Follow the numbers
“Data isn’t about what you know; it’s about what you can discover.” — Pat Gelsinger
Follow the Numbers is a phrase commonly used in the context of data science and analytics. The phrase FOLLOW THE NUMBERS basically means, Making decisions, drawing conclusions, or uncovering insights based on the data and not relying on intuition or assumptions.
what does it mean by “follow the numbers” as a Data Scientist:
let’s dive in.
Data-Driven Decision Making:
As a Data Scientists you rely on data to make informed decisions. By analyzing the data sets, running statistical tests, to draw conclusions based on the evidence presented by the numbers.
Hypothesis Testing:
To answer a question or solve a problem, As a Data expert you will often formulate hypotheses and test it against the available data. By “following the numbers” you determine whether the data supports or refutes the hypotheses.
Pattern Recognition:
Uncovering patterns, trends, and correlations within a data set is a major role as a Data Scientist. You will use statistical and machine learning techniques to uncover valuable insights and make predictions.

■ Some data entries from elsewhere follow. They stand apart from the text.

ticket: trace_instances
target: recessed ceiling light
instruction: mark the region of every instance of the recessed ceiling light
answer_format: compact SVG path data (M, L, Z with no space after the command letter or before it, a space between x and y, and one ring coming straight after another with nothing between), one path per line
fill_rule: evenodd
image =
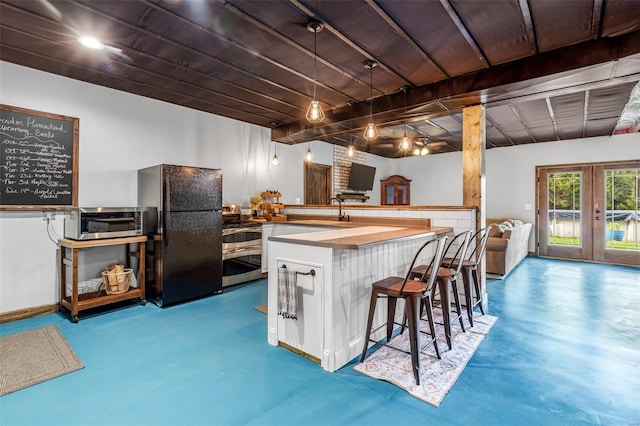
M83 46L87 46L90 49L101 50L104 49L104 44L93 37L78 37L78 42Z

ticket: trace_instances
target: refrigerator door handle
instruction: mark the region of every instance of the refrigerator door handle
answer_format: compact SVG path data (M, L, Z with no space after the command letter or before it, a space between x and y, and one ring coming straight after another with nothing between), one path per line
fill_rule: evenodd
M169 227L171 226L171 212L165 212L162 216L164 217L164 223L162 224L162 229L164 230L164 252L169 253Z
M169 176L164 177L164 252L169 253L169 226L171 226L171 181Z

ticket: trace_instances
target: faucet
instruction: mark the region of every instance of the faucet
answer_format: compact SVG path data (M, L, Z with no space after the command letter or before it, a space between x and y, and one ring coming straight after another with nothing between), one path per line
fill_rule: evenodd
M330 206L331 202L333 200L336 200L338 202L338 220L341 221L341 222L343 220L346 220L348 222L349 221L349 216L347 216L344 213L342 213L342 201L340 200L340 198L338 198L338 197L329 198L329 201L327 201L327 205Z

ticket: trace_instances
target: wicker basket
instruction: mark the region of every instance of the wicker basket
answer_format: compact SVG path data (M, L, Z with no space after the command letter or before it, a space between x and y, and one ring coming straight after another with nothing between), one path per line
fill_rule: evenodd
M133 269L125 268L122 272L102 272L102 286L107 294L120 294L129 291Z

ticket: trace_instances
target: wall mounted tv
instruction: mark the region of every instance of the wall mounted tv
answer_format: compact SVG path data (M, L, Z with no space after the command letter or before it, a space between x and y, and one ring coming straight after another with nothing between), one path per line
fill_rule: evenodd
M351 163L348 189L353 191L369 191L373 189L373 178L376 168L364 164Z

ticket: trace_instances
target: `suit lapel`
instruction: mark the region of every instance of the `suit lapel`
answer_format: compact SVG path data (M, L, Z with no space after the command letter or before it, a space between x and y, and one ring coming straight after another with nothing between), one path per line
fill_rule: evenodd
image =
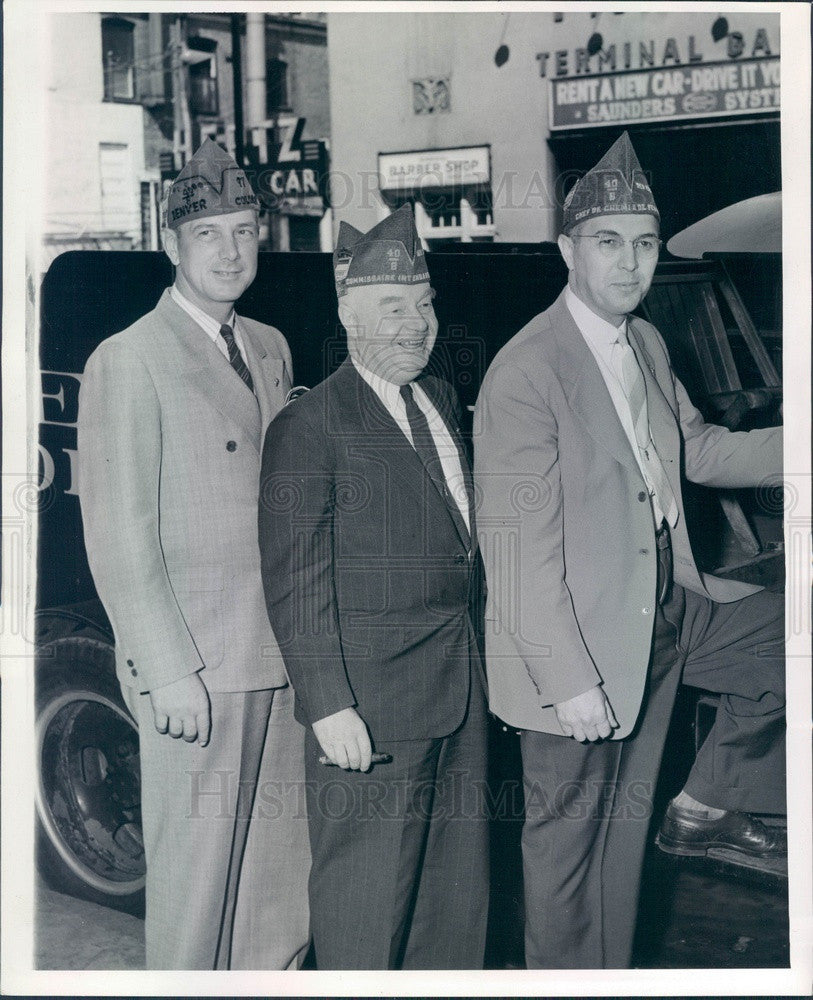
M285 405L285 396L290 388L290 375L286 378L283 359L268 352L262 338L251 329L249 321L242 317L240 332L246 349L246 364L254 380L262 426L265 429Z
M460 511L454 500L447 500L440 496L432 481L432 477L426 471L418 453L407 440L406 435L395 422L395 418L381 402L378 394L373 391L367 381L359 375L355 365L350 358L343 363L342 368L347 372L350 388L357 400L359 414L365 434L375 434L377 442L385 447L396 458L390 465L390 476L394 488L403 489L410 493L419 492L416 490L417 484L422 484L421 497L428 494L428 490L438 496L444 509L454 523L455 530L460 535L463 544L468 549L471 541L466 531L466 525L460 516ZM426 387L421 384L421 388L426 391ZM437 407L434 397L427 393L432 403ZM446 421L447 427L449 426ZM465 471L464 471L465 474ZM428 489L426 488L428 485Z
M257 397L248 390L211 337L173 301L168 289L157 311L175 335L179 378L196 386L225 417L239 424L259 453L261 424ZM169 352L169 344L167 349Z
M571 408L597 444L640 474L610 391L565 304L564 292L550 307L549 315L559 352L558 374Z

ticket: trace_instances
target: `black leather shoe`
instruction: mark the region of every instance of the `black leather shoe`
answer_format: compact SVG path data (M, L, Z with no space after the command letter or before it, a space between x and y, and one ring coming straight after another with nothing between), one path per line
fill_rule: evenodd
M683 857L728 856L729 860L787 861L788 835L748 813L726 812L706 819L670 802L655 842L667 854Z

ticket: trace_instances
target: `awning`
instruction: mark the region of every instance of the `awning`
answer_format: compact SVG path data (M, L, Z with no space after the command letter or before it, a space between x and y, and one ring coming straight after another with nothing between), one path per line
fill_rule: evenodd
M760 194L687 226L666 244L675 257L707 253L781 253L782 192Z

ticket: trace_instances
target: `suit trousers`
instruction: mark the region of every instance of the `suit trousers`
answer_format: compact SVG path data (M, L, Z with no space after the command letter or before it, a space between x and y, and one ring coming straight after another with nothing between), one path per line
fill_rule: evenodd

Validation and Verification:
Following the numbers will also involve Validating your models and findings by comparing them to real-world outcomes or by cross-referencing with different data sources. This will ensures the accuracy and reliability of your analysis.
Data Visualization:
Communicating the findings, Scientists will use data visualization techniques to present the numbers in a visually compelling way. This helps you as well as the stakeholders to understand complex data and insights.
Iterative Process:
As a Data Scientist you continuously need to refine your models and analyses based on the new data and updated information, always “following the numbers” to guide their decisions.
Objective Decision Making:
“Follow the numbers” emphasizes the importance of objectivity in decision-making. As Data Scientists you aim to minimize biases and to always base your conclusions on empirical evidence rather than personal opinions.
Optimization:
In various applications like marketing, finance, and operations, as a Data expert using optimization techniques to find the best solutions based on numerical criteria, such as maximizing profits or minimizing costs.
Conclusion.
As a Data Scientist, you’re guided by the data you have at hand. You analyze, model, and make decisions based on the evidence presented by the numbers, ultimately striving for data-driven insights and solutions. This approach helps you and the organizations make well informed, efficient, and effective choices in various domains that have a data backing.